A month ago, I was fortunate to be able to attend my thirty-fifth college reunion.
Please.
Do the math.
I might not be young, but I’m still pretty.
I’ve waxed rhapsodic about that reunion elsewhere on social media, in part because it was so different from past reunions, but mostly because I am such a different person.

For most of my college career, I was closeted, however transparent that closet was, in retrospect. I laughed a lot, certainly, and had wonderful friends, but was still pretty miserable. The closet precluded any intimate friendships, and even when I managed to come out, as my senior year began, body image issues stepped up and continue to preclude intimacy.
Meanwhile, many of my friends dated left and right. But that wasn’t the only reason I felt out of place.
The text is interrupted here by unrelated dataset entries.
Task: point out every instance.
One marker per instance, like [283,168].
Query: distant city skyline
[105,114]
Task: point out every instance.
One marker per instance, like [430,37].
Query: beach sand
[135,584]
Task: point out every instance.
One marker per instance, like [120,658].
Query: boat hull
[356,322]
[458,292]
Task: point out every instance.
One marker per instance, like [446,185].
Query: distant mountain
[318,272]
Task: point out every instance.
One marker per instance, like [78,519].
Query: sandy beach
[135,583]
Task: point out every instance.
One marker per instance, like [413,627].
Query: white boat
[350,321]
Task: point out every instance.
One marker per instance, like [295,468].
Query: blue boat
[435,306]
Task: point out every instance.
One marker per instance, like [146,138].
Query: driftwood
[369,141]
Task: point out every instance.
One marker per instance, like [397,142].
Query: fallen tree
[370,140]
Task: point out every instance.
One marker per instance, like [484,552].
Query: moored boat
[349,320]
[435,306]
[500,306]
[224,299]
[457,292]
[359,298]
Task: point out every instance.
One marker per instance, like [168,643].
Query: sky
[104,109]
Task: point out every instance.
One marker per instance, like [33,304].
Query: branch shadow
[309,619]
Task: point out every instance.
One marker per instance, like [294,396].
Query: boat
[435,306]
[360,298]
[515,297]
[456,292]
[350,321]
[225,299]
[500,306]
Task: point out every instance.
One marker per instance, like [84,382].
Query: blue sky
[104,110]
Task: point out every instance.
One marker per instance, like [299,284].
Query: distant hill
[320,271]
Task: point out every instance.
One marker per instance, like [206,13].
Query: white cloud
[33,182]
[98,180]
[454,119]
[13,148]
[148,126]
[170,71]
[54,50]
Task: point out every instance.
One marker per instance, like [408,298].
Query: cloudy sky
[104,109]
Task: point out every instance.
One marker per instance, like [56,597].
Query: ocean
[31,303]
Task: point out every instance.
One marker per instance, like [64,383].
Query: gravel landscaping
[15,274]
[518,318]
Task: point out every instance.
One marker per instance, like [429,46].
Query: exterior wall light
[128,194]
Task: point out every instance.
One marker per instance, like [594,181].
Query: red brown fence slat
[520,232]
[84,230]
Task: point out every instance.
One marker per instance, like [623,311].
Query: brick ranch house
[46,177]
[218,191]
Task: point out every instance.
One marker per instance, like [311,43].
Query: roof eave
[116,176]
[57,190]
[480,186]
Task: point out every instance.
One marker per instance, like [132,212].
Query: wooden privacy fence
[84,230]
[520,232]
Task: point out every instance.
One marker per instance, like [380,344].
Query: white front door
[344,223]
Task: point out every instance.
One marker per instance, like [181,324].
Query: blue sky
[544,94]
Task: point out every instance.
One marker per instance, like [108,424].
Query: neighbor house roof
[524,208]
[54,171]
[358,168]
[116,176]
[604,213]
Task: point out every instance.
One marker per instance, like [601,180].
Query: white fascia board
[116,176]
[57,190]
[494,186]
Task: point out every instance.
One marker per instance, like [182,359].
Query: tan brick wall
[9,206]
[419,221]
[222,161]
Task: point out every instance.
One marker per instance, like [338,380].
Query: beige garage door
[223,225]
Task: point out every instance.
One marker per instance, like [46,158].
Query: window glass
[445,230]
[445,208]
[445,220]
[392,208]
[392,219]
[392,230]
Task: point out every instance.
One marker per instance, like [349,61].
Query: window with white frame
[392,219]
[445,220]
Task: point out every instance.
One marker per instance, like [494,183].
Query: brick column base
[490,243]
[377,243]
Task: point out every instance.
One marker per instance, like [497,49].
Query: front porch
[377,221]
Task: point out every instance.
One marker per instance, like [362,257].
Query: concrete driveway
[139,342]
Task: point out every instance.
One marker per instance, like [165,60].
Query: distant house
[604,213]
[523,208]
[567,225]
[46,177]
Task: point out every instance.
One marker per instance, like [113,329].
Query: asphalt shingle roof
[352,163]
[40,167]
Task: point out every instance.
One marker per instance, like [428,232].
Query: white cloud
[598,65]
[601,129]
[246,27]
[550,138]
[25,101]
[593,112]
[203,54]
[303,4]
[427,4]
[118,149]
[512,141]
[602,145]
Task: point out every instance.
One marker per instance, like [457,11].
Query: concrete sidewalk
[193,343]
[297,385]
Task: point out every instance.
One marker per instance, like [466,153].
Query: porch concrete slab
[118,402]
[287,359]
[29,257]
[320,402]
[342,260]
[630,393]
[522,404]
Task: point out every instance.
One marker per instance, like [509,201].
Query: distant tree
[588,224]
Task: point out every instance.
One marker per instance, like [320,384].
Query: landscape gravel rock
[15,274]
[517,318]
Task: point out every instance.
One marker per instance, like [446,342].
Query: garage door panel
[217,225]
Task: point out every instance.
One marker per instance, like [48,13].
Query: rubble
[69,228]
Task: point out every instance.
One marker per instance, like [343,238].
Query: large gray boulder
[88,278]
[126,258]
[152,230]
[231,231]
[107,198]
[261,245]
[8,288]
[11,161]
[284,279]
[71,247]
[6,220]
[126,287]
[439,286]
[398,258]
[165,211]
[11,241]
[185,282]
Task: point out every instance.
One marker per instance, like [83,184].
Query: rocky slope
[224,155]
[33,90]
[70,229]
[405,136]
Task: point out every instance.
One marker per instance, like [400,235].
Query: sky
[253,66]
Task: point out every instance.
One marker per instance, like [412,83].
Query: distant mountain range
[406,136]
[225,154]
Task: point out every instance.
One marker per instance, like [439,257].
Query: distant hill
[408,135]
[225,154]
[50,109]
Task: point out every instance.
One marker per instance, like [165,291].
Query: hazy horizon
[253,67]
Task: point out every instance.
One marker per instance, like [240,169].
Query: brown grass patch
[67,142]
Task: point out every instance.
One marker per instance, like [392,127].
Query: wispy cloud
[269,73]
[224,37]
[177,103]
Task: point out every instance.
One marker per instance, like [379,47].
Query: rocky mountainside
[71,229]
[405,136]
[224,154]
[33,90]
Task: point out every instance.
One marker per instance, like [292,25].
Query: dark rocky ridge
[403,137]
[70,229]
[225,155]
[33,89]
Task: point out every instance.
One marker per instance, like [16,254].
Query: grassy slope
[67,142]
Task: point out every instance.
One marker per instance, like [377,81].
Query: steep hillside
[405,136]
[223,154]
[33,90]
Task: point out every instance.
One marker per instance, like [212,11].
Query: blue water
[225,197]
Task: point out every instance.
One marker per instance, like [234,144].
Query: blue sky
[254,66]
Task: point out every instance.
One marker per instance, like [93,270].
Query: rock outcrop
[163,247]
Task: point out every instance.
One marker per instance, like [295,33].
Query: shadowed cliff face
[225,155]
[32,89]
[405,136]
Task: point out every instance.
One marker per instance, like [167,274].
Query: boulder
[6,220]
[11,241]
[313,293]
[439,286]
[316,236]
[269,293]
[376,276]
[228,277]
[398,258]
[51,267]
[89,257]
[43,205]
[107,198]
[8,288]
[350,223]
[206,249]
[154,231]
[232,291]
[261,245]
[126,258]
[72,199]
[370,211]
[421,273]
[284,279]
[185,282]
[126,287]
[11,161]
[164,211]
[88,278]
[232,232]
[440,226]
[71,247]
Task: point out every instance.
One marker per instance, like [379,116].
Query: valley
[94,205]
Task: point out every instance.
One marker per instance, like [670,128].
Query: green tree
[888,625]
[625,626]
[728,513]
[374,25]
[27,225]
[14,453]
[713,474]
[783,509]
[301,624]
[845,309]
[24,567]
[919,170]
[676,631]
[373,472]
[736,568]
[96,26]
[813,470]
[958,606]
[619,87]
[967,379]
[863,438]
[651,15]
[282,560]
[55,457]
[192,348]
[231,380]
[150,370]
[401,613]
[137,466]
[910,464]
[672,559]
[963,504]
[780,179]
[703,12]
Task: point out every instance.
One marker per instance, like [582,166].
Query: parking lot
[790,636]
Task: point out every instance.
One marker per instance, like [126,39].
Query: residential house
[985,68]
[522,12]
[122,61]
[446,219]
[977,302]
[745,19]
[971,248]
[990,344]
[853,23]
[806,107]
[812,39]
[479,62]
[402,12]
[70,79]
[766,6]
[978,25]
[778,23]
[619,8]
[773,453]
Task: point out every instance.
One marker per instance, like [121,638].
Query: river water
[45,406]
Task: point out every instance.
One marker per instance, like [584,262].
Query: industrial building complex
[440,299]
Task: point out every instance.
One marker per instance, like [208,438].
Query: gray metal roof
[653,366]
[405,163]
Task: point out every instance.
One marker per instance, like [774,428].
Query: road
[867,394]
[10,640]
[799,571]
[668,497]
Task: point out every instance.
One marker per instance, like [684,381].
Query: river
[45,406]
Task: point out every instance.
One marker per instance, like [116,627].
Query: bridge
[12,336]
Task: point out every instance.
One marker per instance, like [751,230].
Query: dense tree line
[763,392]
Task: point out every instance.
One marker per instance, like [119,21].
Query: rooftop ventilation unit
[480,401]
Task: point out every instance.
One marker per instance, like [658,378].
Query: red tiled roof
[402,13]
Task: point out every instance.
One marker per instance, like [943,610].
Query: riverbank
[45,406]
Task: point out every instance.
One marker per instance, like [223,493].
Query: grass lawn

In fact, it was only in recent years that I started to shrug that collegiate imposter syndrome.
Many of my classmates were from wealthy families. Not I. Many were able to excel athletically. Not I. Many had career goals in mind from day one. Definitely not I. And the overwhelming majority were heterosexual.
When I attended my fifth year reunion in 1993, midway through my Japan sojourn and about five months before I met Hiro, I felt weird. Again, or rather, still, an imposter. And so I stopped attending reunions for a long time.
Living on the other end of the continent and, for most of my twenty years of absence, dealing with debt, the choice to not spend money on reunion and the plane tickets and the car rentals, was a convenient excuse.
But in 2013, during the worst of my anxiety treatment, one friend offered me his air miles and another friend paid for my reunion ticket. So I went.
But my medication had rendered me nearly lifeless, and the echoes of my unlikeliness remained, despite the fact that my friendships with classmates were still strong if not, in some cases, even stronger.
When I started writing my memoir in 2020, one thing became very clear. Japan had permanently changed the boy who had graduated from Williams. These paragraphs are particularly salient:
I had left the United States in 1988, a little bit afraid of graduate school, but very afraid of life as an adult gay man. The HIV-AIDS pandemic in the US made it clear to me that no one cared who died. Japan had been an escape route, a way to avoid uncertainty. I had originally envisioned just a year’s reprise, but then I had fallen in love.
In love with living on my own. In love with my fluency in a second language. In love with my ability to make the beauty in one language resonate in the other. In love with knowing that other men found me attractive.
Mistakes happened, Saginuma worst of all. Hiro reminded me, however, that my fan club of ex-lovers and ex-partners meant a lot. People liked me. They really liked me.
And I had fallen in love with Hiro, in love with our togetherness.
In the three years since I started writing with greater commitment, I also reconnected with more and more of my classmates online. More of them started to read my writing (and they liked it). Some of them even introduced me to potential agents (admittedly too early in the process for me, but I hadn’t known that then).
Some of my memories from Williams will always be painful. But I began to see how different my classmates were from the youthful avatars that remained in my mind. And I realized that I liked them. That a lot of the people I went to school with were good and kind (and heterosexual, yes, but nobody’s perfect). That they seemed to like getting to know this new, writerly me.
At reunion, I merely scrawled Brian ‘88 on my name tag. There were other Brians in my class of 500 people, sure. But I felt a new sense of belonging that extended beyond the friends I had made nearly forty years ago.
On the last day of reunion, a classmate walked up to shake my hand.
I wish I had known you when we were at Williams.
I smiled, understanding what he said for the compliment he meant it to be.
And although I didn’t say this aloud, I had a response.
No. You wouldn’t have liked me then and the miserable me wouldn’t have like you either.
But, I realized with another smile, we can get to know each other now. I think we’d both like each the current versions of each other much more.
Love your closing story. Glad I knew you then and I know you now.